The catch share mantra became a mandate, issued by Jane Lubchenco, President Obama's choice to head NOAA, soon after her confirmation. She was an officer of EDF and a former Pew fellow before taking office.

"The idea for this has been floating around for a long time," Odlin said from her home in Scarborough, Maine. She cited the rush to catch shares and the influence of Pew as motivators and the proclamation of federal officials that the fishing industry needs to suffer before emerging "from the primrose path" into "better times."

She also said the Congress needs to hear of the need to modify Magnuson-Stevens, which is perceived by fishermen as absurdly rigid in its requirement that all stocks be recovered simultaneously at once.

A bill to introduce flexibility to Magnuson that is backed by a number of New England and Middle Atlantic congressmen and -women has been met with a petition campaign by its opponents at the Pew Environment Group.

Ostrom's letter was noncommittal on the issues that divide the industry from its overseers and the influential ENGOs, notably EDF and Pew.

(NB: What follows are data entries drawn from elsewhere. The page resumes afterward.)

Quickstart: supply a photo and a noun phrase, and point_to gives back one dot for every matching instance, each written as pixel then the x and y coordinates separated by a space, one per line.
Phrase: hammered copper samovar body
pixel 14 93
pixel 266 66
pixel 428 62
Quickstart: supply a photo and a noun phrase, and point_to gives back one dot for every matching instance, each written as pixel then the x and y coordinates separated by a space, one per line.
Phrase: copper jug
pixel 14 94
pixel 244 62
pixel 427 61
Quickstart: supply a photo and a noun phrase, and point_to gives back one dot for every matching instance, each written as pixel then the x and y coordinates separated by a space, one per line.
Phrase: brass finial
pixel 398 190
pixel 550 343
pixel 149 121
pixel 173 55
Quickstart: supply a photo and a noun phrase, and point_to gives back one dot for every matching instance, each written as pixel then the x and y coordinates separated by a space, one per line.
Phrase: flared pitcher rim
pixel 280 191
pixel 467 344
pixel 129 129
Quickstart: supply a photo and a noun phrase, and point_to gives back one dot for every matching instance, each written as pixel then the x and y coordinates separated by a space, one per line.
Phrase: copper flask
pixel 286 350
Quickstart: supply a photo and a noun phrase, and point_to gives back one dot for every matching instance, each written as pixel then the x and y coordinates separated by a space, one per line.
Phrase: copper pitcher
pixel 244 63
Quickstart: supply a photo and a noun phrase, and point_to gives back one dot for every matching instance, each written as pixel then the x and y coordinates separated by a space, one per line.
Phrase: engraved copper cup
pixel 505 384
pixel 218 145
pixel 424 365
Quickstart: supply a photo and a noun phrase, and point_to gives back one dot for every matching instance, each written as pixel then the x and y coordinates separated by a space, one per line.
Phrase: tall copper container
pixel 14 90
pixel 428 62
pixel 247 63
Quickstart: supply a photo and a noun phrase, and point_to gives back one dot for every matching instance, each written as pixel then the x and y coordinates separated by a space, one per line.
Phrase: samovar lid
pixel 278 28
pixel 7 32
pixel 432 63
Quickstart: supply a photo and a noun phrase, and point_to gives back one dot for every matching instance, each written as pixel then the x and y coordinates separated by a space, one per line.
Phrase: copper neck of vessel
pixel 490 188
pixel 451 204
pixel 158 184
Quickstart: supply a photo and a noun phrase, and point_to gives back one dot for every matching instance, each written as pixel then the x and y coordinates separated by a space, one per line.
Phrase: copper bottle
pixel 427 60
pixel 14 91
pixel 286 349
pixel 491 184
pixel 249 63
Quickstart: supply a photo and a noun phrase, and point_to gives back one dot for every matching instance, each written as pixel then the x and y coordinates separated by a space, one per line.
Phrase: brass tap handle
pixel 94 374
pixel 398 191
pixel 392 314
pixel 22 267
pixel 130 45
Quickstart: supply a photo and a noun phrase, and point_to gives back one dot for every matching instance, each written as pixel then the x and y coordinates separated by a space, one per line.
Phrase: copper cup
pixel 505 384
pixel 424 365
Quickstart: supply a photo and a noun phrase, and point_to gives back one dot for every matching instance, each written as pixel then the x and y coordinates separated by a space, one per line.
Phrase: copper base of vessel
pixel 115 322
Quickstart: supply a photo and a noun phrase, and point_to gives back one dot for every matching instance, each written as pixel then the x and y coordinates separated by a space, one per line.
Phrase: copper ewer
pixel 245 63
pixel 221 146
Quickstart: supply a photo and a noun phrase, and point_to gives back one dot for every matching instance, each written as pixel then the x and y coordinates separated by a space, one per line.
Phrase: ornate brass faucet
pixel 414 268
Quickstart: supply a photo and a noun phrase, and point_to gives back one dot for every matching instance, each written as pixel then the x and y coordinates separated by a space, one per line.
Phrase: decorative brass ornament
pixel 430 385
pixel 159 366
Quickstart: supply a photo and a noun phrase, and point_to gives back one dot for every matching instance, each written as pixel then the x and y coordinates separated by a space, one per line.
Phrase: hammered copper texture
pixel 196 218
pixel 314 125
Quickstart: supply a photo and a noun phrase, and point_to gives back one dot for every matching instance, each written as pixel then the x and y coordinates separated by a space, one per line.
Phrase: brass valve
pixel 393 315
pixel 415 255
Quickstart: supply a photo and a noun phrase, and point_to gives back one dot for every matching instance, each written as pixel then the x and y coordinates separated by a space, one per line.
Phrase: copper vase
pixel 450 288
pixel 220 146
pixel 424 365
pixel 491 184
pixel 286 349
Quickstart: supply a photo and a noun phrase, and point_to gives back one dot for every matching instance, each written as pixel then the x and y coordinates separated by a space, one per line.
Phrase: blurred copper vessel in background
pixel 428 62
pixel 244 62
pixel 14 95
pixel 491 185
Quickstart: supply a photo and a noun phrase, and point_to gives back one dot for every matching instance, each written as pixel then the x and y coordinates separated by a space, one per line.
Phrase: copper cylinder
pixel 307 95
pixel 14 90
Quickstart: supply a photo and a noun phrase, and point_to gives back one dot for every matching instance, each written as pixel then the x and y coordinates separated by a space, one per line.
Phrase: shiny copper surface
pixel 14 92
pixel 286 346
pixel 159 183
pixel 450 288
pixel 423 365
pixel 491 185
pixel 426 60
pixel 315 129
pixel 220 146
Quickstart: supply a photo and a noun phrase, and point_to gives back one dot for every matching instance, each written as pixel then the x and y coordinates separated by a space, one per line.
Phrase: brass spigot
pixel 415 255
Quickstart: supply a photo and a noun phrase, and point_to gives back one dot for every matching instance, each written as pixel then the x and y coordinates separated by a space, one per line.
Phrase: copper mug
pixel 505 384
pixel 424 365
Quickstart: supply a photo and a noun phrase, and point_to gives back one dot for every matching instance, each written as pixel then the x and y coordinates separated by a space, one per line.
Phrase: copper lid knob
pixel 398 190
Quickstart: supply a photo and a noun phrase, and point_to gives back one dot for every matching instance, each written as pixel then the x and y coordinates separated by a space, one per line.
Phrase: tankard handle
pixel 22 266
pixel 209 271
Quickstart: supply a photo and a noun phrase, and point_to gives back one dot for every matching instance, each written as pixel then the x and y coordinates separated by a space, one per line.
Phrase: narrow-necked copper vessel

But commentary from the Nobel Prize committee and from journalists and academics about the prize that was awarded to Ostrom centered on her work that questioned a long held theory, the "tragedy of the commons" from 1968.

Ostrom's work is credited with debunking the idea that human greed was such that left to their own devices, people sharing a common resource would exhaust rather than conserve it, hence the "tragedy of the commons."

She made clear that she believed it essential that stakeholders be allowed to help formulate usage programs for their resources and argued that government systems and privatization would not work without the buy-in of the stakeholders.

Fishermen interpreted that perspective as sympathetic to their frustrations, but Rod Fujita, a scientist employed by Environmental Defense, wrote in a EDF blog that Ostrom's work "laid much of the intellectual foundation" for catch shares.

Other opinions abounded. "In a nutshell," wrote Kevin Gallagher for The Guardian, a prestigious United Kingdom publication, "Ostrom won the Nobel Prize for showing that privatizing natural resources isn't the route to halting environmental degradation."

"The important thing that our research has found is that there are no panaceas for solving the problems of overfishing," Ostrom wrote.

"They are indeed challenging problems. The solutions are not easy and usually involve sacrifice of short-term benefits in order to achieve long-term sustainability. You will need to work together with local communities, with the states along the Eastern Coast, and with national agencies to think through how to reduce overfishing so as to insure the long-term survival of the fish stocks and the fishing families along the coast."